An assessment of the main revenue and expenditure figures in the 2023 general state budget
Fecha: noviembre 2022
The 2023 general state budget (2023 Budget) is underpinned by an optimistic GDP growth forecast (2.1%). It assumes a revenue-GDP elasticity of 1.1 and an expenditure-GDP elasticity of just over 0.6, which would unlock a reduction in the deficit from 5.0% in 2022 to 3.9% in 2023. On the revenue side, the forecast growth of 7.6% (at all levels of government) is shaped by the sharp growth in inflation (71.4% according to AIReF). Other contributing factors to the favourable revenue outlook include the measures set to take effect in 2023, with a net positive contribution to the state’s coffers of 2.71 billion euros.
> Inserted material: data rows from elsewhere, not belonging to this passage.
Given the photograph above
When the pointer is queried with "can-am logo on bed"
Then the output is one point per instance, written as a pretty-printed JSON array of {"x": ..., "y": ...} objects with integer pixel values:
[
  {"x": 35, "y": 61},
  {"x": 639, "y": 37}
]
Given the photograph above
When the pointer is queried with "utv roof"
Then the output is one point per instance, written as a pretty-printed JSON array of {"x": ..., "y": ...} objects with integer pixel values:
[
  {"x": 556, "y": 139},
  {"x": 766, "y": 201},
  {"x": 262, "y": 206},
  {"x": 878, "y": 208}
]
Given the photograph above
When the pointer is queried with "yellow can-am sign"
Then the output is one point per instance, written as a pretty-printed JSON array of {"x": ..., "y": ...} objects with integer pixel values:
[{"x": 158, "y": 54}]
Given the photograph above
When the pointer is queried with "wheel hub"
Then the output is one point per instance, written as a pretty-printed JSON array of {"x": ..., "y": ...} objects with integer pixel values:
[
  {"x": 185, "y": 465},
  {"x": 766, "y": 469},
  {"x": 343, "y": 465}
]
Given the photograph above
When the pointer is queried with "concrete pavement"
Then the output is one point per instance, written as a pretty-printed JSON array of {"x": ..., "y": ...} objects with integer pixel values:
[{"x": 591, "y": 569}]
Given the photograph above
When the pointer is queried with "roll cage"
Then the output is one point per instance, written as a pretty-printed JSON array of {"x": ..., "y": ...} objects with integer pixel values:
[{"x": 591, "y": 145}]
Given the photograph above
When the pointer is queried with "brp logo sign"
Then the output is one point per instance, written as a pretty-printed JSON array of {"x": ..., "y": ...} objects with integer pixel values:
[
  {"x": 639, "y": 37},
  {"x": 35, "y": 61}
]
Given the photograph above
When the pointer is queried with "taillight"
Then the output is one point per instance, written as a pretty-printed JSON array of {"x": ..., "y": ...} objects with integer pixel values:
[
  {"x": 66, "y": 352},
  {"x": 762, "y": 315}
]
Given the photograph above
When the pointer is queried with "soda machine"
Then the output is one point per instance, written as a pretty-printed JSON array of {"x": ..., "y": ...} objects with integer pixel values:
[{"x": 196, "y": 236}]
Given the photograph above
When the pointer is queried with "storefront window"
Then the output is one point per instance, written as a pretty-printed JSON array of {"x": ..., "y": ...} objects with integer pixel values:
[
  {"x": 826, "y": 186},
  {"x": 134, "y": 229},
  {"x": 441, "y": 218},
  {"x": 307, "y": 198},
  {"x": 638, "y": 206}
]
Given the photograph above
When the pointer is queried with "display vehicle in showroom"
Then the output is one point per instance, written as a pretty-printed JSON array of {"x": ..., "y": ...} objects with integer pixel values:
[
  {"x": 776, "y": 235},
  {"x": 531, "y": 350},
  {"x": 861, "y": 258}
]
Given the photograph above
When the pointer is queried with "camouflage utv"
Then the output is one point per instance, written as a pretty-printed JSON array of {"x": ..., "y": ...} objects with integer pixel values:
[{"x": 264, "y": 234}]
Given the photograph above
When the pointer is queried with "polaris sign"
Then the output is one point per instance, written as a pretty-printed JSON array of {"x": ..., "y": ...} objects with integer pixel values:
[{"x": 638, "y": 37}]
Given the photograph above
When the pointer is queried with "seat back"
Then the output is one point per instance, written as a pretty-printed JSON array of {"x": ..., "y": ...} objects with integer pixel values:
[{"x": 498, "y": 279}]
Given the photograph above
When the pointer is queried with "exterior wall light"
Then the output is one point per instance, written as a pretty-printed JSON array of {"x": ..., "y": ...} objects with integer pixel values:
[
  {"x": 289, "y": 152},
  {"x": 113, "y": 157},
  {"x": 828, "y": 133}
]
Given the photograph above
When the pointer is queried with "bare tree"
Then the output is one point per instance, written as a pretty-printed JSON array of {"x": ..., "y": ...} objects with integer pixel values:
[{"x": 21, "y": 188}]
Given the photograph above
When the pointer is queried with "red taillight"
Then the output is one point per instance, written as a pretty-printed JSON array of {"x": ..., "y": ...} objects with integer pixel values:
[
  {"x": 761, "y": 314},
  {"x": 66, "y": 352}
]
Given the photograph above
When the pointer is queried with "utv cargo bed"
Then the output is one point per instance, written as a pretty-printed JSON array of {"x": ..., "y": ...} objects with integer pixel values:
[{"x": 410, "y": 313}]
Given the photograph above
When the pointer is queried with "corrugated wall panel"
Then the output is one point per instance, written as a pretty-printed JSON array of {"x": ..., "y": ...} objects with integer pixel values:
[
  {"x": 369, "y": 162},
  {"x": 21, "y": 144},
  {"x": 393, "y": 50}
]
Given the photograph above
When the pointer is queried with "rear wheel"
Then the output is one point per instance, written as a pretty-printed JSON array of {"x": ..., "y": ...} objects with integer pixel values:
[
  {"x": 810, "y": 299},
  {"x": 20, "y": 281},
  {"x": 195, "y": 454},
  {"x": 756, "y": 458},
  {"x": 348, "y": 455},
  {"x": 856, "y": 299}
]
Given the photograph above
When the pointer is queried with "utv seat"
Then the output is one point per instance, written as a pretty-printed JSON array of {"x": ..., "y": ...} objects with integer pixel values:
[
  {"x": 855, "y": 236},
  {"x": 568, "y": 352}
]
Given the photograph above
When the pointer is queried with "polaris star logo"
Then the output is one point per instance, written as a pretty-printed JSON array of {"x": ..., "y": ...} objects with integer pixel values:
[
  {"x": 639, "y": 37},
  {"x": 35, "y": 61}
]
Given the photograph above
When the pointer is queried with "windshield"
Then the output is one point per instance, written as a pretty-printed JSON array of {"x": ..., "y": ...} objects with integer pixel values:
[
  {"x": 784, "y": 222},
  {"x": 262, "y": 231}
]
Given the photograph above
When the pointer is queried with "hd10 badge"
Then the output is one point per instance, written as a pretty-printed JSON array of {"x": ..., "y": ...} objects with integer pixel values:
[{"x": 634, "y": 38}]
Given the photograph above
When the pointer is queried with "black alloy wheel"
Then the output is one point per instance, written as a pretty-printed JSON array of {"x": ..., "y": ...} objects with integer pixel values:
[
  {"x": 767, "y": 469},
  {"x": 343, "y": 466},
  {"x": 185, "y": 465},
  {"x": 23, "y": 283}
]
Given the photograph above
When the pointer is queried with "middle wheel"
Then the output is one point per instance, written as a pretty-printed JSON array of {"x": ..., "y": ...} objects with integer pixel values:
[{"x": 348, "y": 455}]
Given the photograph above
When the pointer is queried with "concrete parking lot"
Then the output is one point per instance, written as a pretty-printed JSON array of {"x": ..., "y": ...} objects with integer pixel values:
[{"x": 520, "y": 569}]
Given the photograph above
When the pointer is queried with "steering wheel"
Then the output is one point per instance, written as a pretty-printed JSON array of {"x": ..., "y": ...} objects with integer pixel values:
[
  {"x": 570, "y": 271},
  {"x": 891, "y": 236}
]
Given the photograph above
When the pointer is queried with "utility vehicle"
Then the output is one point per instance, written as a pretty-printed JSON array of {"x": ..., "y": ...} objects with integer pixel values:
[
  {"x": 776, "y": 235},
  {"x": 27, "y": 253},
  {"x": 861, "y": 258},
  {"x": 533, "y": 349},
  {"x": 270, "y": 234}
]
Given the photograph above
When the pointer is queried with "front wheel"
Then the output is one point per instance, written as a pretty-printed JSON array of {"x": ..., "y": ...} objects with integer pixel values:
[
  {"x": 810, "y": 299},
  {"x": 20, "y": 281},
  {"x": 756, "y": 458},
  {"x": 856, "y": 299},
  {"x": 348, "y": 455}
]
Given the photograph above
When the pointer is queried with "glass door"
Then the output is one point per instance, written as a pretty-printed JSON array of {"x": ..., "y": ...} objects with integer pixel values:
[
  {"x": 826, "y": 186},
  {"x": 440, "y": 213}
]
The new sources of tax revenue stem mainly from essentially temporary measures (92.9% and 92.6% of tax revenue gains in 2023 and 2024, respectively) rather than genuine tax reform, as promised to Brussels for the first quarter of 2023 and upon which the release of 7 billion euros in European funds is conditional. On the expenditure side, the estimated figures are sensitive to the pending decision as to the rollover to 2023 of the household and business aid put in place in 2022, whose overall cost, if not adjusted, would be around 18 billion euros.